To prevent the potential ecological impacts of Ni in the process of OAE, Ni could be removed during the preparation of alkaline solutions. Numerous techniques that have been employed to remove Ni from wastewater could provide insights into the removal of Ni in olivine (Kadirvelu et al., 2001; Kim et al., 2002; Kalyani et al., 2004; Papadopoulos et al., 2004; Fu et al., 2007; Decostere et al., 2009). For example, chemical precipitation is an effective and the most widely used method in the industry. Though varying success has been achieved, these methods are associated with high costs, operational drawbacks, and the potential for secondary pollution (Fu and Wang, 2011). Nowadays Ni is a highly demanded metal resource for battery manufacture (Turcheniuk et al., 2021). A novel approach has been proposed to recover Ni for enhancing the supply of critical battery metals (Wang et al., 2018; Wang and Dreisinger, 2023). This technique could be useful in the context of OAE, contributing to the mitigation of ecological impacts on the one hand and reducing the costs of OAE application on the other. For OAE applications, minerals containing fewer heavy metals, such as quicklime produced from limestone, could also be considered (Gabe and Rodella, 1999; Šiler et al., 2018). These minerals could provide a viable option for the required application with less harmful elements introduced into the ocean (Bach et al., 2019; Caserini et al., 2022). The limestone is abundantly available and could meet the requirement for large-scale deployment of OAE. In addition, the economic costs for its extraction and transportation are relatively low, and the duration required for dissolution is shorter compared to olivine (Caserini et al., 2022; Fuhr et al., 2022).
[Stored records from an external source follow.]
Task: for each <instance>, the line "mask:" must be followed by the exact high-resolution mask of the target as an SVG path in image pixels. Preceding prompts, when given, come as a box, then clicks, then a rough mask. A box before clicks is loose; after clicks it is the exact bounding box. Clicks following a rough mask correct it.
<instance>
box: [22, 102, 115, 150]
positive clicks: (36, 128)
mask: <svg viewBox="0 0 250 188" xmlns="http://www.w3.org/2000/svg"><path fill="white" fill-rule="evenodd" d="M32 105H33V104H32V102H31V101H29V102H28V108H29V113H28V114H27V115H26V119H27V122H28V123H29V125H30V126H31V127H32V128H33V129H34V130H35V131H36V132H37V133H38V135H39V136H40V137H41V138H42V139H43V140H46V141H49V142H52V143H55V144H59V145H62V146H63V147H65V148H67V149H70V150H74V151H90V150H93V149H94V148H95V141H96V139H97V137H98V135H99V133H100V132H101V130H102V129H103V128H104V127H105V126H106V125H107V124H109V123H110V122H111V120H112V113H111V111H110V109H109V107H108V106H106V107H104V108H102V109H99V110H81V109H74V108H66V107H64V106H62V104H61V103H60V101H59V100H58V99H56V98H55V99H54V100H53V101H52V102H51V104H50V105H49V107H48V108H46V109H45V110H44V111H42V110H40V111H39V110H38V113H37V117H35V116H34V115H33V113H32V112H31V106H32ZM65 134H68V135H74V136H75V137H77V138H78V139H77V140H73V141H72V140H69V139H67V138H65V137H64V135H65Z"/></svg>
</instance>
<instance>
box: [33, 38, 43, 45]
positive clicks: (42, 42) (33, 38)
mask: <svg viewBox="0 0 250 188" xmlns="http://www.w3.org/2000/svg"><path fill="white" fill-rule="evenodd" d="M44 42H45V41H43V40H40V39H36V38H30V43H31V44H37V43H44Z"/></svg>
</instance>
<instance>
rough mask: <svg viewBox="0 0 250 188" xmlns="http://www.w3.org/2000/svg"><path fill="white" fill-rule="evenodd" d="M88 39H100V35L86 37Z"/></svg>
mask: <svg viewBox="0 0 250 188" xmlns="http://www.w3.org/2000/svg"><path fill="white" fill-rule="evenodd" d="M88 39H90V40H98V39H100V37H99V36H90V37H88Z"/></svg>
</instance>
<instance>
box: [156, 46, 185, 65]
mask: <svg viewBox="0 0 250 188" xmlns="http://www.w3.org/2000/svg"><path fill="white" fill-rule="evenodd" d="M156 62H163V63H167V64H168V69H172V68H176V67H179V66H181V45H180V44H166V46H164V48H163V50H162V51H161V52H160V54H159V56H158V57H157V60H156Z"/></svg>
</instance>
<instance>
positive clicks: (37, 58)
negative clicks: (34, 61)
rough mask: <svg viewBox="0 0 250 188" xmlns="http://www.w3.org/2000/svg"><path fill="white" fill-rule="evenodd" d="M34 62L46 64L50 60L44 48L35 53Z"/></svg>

However, it is essential to acknowledge that the calcination of limestone demands a substantial amount of energy and necessitates proper capture and storage of the released CO₂. To comprehensively assess the applicability and scalability of various material deployments, further investigation and research are warranted.

5 Conclusions

The goal of this study was to examine the response of three phytoplankton species representative of different taxonomic groups to the exposure of elevated Ni, which may occur in the process of OAE. The results demonstrated that the tested phytoplankton species exhibited varying responses to excess Ni. The diatom T. weissflogii displayed a high sensitivity to elevated Ni, evident from its rapid growth inhibition response, high growth inhibition, and low IC50 value. In contrast, the low growth inhibition and high IC50 values of A. carterae and E. huxleyi indicate that these two species are more tolerant to excess Ni. The variability in sensitivity to Ni among different species highlights the importance of avoiding critical toxic thresholds of Ni concentrations. The recovery of Ni from Ni-rich materials and the usage of alternative clean minerals would avoid adverse impacts on the phytoplankton community, enhancing the feasibility and scalability of ocean alkalization. In summary, the varying responses to Ni among different species make it clear that the impacts of Ni cannot be neglected and that caution is needed in setting the threshold for Ni in OAE applications with Ni-rich materials. Future studies focusing on the taxonomical shift in natural communities and on incorporation and potential bioaccumulation of Ni in different plankton species are planned to provide a more comprehensive understanding of the potential effects and risks of metal release associated with OAE.